Painting a beautiful ruin | The Nameless Dark by T.E. Grau | Book Review

VIDA OCTOBER BOOK REVIEW

T.E. Grau’s debut collection The Nameless Dark is a powder keg of imagination and potential. While the rag-tag gathering of stories sometimes slides too frequently into the unhallowed and by now well-trod annals of contemporary Lovecraftiana – a testament to it being made up of various magazine and anthology contributions over the years – the writer’s voice has a rich, fresh appeal.

Mining a vein opened by the likes of Clive Barker and more recently stretched further by the pained and earthy tales of Nathan Ballingrud – who introduces Grau’s collection, confirming that he’s a writer with a baton to pass – Grau regales readers with stories that have clear horror hooks but that don’t skimp on atmosphere or psychological exposition.

And as with the abovementioned precursors and influences, a keen handling of dread is another key wrinkle in the work, making for an unsettling but immersive experience.

One of my own favourite stories from the collection would have to be ‘Return of the Prodigy’, which I had originally encountered in the Cthulhu Ftaghn! anthology from Word Horde.
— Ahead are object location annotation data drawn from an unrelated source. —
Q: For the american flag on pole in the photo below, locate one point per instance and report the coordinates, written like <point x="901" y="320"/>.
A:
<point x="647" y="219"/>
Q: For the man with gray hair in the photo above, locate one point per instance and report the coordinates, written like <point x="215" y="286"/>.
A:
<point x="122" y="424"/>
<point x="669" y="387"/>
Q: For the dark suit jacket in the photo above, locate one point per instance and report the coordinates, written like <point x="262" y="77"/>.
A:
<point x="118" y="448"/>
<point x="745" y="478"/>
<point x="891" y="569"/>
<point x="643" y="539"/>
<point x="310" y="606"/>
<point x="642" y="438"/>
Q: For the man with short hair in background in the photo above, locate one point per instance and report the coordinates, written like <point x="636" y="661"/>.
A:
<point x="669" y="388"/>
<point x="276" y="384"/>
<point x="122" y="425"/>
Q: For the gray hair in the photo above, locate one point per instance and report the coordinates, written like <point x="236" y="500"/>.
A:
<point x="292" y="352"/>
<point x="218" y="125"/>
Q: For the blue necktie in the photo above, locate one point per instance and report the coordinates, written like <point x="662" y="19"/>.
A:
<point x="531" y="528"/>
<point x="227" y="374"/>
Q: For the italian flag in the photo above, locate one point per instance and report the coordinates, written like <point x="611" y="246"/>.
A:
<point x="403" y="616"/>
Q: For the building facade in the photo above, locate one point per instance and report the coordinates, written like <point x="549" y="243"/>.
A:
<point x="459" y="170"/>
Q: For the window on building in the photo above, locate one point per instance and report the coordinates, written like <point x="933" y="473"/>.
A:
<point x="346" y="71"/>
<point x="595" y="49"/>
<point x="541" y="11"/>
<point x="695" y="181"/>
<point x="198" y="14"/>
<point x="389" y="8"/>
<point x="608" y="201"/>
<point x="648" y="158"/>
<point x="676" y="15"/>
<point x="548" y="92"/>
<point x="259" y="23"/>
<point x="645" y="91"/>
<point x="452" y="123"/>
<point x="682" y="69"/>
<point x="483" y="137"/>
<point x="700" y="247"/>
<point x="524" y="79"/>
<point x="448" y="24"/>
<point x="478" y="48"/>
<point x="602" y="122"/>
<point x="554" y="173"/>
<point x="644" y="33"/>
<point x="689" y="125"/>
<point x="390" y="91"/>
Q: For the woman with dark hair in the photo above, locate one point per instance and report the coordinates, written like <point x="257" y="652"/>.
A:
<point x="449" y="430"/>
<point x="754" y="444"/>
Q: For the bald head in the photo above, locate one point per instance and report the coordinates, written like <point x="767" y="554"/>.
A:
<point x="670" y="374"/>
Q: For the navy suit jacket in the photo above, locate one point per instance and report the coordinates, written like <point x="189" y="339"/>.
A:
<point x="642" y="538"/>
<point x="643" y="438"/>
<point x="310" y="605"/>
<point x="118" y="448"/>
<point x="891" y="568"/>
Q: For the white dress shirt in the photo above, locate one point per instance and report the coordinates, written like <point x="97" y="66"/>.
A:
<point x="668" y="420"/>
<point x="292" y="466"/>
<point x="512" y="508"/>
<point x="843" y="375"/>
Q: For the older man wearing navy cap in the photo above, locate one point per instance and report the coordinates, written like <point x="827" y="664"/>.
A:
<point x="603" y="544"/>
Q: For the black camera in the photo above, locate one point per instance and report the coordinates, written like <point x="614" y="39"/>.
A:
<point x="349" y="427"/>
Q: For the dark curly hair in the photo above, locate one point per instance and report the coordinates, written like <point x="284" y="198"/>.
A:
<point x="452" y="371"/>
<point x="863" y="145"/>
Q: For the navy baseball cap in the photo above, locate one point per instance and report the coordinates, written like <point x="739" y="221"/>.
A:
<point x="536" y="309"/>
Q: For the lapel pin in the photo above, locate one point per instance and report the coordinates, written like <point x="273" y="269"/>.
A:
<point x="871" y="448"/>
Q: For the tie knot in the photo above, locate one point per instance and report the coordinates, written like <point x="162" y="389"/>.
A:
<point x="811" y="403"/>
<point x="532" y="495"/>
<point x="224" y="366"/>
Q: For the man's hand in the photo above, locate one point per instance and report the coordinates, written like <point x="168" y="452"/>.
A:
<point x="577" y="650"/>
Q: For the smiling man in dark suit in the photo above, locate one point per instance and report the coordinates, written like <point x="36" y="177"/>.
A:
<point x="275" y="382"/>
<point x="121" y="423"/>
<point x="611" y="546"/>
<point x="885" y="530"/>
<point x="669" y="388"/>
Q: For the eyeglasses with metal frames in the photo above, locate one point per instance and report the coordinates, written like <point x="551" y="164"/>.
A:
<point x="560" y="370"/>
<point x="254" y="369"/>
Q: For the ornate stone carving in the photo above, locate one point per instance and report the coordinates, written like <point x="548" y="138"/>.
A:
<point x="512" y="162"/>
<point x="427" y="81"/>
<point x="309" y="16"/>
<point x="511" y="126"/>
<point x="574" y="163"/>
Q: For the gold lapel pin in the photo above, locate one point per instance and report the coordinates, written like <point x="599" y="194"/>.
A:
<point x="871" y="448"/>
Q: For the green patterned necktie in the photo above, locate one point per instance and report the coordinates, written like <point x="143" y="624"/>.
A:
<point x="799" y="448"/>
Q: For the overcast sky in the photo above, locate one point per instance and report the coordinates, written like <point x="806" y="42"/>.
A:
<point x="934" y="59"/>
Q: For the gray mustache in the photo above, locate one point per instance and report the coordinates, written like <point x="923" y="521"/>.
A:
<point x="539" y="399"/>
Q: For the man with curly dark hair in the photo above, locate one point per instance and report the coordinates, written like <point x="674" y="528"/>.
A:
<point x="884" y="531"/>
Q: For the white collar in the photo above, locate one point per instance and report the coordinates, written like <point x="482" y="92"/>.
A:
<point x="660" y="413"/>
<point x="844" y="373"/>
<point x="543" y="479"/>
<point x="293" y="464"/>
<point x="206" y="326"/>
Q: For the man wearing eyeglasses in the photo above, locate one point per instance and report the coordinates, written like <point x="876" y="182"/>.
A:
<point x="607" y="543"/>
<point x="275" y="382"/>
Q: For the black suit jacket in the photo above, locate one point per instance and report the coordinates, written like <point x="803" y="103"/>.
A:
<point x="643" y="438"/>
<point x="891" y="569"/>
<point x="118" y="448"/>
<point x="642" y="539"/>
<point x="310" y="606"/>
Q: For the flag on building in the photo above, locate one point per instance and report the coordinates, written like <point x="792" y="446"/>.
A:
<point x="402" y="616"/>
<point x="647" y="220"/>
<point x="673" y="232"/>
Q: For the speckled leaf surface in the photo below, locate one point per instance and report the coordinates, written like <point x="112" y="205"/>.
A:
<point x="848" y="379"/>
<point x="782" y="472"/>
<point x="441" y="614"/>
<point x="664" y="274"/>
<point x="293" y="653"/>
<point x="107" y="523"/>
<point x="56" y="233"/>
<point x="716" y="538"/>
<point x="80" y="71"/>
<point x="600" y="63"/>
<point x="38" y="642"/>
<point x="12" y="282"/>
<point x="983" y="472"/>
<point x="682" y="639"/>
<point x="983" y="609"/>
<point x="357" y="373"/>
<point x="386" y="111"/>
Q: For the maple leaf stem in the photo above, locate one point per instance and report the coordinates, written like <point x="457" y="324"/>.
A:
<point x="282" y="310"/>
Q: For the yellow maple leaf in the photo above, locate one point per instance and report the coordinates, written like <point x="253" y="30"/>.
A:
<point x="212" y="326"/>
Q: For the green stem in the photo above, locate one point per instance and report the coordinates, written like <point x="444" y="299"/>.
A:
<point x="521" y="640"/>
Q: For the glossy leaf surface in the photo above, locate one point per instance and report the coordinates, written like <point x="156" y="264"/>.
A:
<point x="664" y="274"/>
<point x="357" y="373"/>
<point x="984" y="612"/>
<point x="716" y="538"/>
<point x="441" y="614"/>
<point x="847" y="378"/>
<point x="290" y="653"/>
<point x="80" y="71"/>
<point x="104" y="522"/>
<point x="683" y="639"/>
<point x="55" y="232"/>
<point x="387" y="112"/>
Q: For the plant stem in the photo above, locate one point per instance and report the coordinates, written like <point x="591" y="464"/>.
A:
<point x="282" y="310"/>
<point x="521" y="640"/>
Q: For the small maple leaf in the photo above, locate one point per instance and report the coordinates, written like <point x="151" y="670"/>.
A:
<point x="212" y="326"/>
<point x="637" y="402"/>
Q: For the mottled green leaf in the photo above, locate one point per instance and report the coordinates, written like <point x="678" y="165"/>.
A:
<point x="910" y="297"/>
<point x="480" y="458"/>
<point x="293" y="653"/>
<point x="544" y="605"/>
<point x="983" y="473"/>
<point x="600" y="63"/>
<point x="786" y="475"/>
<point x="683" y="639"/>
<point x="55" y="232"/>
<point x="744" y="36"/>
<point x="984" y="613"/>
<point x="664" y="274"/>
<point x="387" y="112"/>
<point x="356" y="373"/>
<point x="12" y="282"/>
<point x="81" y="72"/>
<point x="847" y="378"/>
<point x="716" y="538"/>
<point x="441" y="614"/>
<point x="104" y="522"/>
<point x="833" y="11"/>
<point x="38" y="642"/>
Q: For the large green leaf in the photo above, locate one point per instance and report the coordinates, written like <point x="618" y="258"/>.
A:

Detailing a late honeymoon in a Pacific island gone wrong, the story makes full use of its exotic setting to both seduce and unsettle the reader, while also letting in yet another trademark of the author’s work: a satirical streak; the targets in this case being the dull and bigoted American middle class. The undeniable pleasure of schadenfreude looms over the story – you know these unpleasant protagonists are in for an unpleasant time, which adds a giddy excitement to the terror.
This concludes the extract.